• For all the hype WOWT put into the CONTINUOUS TICKER it promised for election night, they might have considered making the words visible to the naked eye.
• KETV buried inept reporter/anchor Fubar Fazal about as deeply as it could without taking her off the air entirely during Tuesday night's coverage. Fubar was sent out to cover those opposed to Initiative 423. Technical difficulties prevented her from littering the station's signal until almost 25 minutes into the 10 p.m. broadcast.
• The normally level-headed Joe Jordan of KMTV got a little carried away when early returns showed Democrats leading in Nebraska's 2nd and 3rd congressional districts, prattling about upsets in the making and so forth. For all his experience, shouldn't he have known that early returns were from early voters and that six percent of the vote is hardly indicative of all the ballots cast?
• KMTV's coverage was generally strong, but why, during its 6 p.m. newscast did they call it "Breaking News" when they noted that several cases of norovirus had been identified at Methodist Hospital?
• Candidate Jim Esch has to be wondering what might've happened had he spent more than $400,000 on his campaign or had the Nebraska Democratic Party put some effort behind him. Esch came within 20,000 votes of unseating incumbent Lee Terry, Jr., even though he had virtually no TV advertising against Terry's non-stop barrage of spots during the final two weeks of the campaign. Perhaps it's a sign of just how eager some people were to vote against uber-dork Terry.
• How delusional was Senate candidate Pete Ricketts? At 10:35, he was 50,000 votes behind incumbent Ben Nelson but telling KETV's Brandi Petersen that he expected things to turn around. He apparently wised up around midnight.

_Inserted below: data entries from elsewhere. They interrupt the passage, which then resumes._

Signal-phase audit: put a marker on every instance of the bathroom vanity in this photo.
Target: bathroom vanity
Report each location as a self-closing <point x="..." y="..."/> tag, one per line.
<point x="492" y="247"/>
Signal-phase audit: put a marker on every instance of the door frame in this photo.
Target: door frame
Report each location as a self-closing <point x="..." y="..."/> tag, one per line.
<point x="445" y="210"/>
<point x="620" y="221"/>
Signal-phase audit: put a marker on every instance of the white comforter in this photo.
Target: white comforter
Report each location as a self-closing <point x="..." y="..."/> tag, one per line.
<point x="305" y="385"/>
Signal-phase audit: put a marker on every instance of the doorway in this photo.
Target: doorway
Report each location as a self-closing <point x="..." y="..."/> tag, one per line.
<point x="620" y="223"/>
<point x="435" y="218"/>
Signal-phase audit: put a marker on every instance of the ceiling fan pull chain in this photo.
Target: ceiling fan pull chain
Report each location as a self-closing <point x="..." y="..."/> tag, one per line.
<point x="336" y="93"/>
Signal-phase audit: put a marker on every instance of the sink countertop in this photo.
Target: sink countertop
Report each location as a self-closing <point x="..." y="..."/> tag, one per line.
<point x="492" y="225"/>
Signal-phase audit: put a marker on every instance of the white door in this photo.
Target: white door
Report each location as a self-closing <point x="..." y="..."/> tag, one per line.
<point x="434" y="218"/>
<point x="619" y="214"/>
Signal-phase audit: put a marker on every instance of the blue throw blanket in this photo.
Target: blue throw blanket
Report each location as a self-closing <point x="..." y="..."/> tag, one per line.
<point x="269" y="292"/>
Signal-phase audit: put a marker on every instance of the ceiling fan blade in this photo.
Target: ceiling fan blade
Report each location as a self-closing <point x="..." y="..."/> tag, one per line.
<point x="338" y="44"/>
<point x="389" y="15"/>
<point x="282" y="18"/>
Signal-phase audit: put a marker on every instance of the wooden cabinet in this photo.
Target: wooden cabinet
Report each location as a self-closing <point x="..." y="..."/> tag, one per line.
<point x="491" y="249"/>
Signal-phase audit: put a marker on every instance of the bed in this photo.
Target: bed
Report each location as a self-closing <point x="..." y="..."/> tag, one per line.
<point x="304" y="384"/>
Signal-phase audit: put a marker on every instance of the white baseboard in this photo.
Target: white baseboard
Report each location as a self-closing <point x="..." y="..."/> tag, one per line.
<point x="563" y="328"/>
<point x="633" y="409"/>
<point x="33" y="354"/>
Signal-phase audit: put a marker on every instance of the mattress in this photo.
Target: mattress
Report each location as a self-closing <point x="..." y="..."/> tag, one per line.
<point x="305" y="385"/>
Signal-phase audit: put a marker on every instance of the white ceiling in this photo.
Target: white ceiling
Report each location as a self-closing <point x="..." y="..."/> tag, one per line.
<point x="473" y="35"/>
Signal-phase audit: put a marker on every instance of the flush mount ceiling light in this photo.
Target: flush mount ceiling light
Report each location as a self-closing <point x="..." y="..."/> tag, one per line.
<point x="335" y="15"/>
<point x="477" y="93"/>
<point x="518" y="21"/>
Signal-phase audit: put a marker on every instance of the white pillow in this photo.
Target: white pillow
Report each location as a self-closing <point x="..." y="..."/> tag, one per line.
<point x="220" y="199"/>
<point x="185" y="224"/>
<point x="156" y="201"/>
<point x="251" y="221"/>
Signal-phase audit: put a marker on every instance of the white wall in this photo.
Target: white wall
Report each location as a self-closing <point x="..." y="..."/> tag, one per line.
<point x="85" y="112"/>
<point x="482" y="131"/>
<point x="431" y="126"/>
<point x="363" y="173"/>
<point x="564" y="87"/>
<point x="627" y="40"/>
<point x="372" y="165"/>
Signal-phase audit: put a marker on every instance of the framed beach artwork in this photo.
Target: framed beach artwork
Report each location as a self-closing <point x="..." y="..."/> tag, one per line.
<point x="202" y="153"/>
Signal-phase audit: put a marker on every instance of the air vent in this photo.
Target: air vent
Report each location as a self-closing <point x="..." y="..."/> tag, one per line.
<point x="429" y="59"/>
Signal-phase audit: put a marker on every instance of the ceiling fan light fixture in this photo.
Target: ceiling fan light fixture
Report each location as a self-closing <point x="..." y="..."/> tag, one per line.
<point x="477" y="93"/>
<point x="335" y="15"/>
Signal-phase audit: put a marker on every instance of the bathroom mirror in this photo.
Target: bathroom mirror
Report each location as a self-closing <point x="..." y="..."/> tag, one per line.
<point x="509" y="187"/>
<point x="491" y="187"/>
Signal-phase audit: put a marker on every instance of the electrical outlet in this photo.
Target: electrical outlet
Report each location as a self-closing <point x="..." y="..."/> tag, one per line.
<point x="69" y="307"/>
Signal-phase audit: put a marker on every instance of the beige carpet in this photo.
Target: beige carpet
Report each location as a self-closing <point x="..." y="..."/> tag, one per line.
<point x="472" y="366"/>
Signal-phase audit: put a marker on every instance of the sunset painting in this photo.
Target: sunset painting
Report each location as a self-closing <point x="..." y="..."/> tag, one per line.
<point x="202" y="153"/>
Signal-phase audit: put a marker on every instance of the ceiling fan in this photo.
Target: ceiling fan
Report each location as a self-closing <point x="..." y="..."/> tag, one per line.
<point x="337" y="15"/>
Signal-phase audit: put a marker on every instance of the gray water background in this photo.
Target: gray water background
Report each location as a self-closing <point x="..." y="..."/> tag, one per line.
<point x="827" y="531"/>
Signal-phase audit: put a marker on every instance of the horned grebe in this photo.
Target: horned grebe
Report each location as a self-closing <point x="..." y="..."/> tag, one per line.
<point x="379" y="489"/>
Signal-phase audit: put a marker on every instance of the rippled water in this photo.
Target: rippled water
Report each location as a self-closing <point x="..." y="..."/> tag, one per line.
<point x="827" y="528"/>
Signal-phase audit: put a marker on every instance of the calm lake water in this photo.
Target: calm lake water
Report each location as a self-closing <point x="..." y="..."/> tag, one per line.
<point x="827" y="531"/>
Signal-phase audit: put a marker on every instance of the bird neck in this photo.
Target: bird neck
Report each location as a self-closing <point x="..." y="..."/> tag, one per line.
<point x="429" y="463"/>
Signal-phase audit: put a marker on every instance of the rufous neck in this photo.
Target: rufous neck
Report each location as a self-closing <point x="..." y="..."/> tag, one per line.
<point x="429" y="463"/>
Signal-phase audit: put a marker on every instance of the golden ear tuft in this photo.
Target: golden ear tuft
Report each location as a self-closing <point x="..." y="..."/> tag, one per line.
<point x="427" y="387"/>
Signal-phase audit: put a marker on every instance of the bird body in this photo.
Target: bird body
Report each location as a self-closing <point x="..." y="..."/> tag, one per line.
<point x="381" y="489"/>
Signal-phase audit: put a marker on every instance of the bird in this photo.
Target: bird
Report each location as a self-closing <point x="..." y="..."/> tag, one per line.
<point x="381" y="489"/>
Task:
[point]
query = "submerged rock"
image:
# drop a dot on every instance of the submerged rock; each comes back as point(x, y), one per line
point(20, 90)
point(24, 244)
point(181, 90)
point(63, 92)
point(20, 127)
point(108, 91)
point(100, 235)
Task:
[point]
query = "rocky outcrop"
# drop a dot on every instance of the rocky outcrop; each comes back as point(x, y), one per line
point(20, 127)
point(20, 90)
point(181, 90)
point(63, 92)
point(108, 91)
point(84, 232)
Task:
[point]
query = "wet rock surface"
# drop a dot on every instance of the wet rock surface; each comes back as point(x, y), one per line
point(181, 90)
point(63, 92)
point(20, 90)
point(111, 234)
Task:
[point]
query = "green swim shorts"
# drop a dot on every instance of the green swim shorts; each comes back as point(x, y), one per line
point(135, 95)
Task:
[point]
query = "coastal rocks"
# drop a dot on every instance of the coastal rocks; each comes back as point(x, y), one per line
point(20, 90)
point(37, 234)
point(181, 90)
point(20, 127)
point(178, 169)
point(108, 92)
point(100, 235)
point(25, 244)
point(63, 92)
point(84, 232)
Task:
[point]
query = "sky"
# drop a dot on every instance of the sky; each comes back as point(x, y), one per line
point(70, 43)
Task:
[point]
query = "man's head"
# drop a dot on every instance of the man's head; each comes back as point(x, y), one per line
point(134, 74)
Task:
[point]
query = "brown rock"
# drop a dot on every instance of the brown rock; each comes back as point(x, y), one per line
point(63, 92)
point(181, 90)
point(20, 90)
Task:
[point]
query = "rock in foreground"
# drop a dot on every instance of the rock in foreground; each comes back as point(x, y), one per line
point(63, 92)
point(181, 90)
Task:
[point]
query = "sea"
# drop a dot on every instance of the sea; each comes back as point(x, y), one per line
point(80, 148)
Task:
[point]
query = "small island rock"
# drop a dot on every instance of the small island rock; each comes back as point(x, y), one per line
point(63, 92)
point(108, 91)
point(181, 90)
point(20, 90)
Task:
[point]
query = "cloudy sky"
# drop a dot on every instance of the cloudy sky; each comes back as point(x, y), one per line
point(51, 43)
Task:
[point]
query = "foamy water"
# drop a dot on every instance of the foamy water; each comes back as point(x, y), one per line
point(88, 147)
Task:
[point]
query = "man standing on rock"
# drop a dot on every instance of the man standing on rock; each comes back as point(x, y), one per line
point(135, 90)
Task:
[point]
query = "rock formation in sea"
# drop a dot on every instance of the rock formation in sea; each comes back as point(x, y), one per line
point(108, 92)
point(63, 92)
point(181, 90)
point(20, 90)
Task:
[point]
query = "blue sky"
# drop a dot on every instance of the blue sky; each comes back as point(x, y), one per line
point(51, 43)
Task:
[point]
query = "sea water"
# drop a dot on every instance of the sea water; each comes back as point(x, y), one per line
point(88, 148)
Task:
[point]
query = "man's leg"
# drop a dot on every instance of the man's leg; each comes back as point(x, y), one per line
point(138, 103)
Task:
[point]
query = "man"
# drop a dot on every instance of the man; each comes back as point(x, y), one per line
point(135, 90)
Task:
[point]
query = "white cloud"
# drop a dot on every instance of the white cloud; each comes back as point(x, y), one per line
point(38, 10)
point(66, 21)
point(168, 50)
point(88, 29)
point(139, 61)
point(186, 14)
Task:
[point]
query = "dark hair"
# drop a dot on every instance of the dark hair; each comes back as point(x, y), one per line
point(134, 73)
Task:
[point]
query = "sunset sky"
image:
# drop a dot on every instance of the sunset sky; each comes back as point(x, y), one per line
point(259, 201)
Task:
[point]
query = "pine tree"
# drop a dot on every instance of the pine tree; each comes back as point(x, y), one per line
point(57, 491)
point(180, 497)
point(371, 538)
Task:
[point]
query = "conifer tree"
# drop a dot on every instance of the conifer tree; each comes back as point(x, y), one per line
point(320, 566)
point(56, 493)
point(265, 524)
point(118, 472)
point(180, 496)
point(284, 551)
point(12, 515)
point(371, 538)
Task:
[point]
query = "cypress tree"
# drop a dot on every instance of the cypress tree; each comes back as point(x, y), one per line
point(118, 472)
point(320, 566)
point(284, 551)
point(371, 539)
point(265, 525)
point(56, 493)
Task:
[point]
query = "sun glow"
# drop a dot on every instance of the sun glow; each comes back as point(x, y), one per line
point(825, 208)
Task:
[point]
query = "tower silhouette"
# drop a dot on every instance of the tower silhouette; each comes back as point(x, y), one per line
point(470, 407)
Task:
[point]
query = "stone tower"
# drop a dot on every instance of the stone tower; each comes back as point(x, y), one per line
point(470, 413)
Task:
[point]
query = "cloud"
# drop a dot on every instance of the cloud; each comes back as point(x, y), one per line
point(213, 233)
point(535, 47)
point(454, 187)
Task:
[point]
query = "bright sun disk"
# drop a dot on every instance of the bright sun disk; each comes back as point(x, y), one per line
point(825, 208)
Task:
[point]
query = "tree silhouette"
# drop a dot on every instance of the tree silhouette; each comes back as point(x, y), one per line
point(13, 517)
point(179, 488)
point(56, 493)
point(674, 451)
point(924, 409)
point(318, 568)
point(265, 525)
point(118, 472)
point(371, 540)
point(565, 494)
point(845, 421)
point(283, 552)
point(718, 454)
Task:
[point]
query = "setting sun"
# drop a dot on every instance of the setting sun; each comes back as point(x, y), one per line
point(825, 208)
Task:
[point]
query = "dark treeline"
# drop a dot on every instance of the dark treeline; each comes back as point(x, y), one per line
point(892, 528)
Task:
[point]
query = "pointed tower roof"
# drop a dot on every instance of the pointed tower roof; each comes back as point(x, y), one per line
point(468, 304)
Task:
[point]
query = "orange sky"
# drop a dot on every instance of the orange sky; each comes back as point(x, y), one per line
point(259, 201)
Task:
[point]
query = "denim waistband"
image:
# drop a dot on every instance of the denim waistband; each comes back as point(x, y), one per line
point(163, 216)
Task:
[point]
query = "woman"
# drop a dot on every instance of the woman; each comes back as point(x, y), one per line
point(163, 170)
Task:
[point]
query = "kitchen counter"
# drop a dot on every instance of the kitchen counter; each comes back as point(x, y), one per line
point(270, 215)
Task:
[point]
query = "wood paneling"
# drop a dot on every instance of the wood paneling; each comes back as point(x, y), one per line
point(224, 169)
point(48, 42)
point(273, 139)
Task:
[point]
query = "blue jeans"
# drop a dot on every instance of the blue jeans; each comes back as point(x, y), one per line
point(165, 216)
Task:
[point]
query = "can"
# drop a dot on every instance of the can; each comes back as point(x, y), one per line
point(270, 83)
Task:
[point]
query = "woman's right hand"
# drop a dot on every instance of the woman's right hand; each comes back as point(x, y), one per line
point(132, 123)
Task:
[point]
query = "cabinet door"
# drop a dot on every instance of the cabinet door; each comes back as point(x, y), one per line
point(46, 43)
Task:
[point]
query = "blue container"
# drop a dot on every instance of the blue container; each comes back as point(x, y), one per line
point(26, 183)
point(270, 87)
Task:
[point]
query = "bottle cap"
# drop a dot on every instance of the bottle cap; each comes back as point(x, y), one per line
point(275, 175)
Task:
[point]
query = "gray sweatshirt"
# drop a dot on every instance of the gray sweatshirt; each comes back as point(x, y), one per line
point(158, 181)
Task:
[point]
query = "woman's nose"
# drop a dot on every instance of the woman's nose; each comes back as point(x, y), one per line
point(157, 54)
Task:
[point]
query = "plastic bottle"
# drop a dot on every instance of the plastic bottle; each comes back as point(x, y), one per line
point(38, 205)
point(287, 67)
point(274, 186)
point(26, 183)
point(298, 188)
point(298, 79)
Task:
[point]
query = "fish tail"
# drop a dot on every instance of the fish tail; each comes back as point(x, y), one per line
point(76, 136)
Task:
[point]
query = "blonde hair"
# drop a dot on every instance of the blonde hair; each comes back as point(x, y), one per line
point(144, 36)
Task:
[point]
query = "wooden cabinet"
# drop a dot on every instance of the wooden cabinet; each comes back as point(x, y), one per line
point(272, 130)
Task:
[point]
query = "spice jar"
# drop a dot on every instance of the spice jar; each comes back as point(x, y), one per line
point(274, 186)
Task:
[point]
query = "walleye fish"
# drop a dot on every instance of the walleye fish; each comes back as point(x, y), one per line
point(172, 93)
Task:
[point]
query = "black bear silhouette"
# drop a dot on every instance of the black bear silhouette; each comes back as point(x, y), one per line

• Why does it take so long for Nebraska officials to count ballots? Iowa's polls closed at 9:00, and by 10:00, officials there had tallied in the neighborhood of 250,000 votes. Meanwhile, west of the Missouri, where polls closed at 8:00, Nebraska's Secretary of State could only report on about 100,000 ballots by 10 p.m.
• Worse yet, Douglas County Election Commissioner David Phipps must've been counting them by himself. By 10:55—almost three hours after the polls had closed—Phipps had only managed to count 27,358 early-voting ballots. Things weren't much better by midnight, by which time he had counted fewer than 20 percent of the votes cast.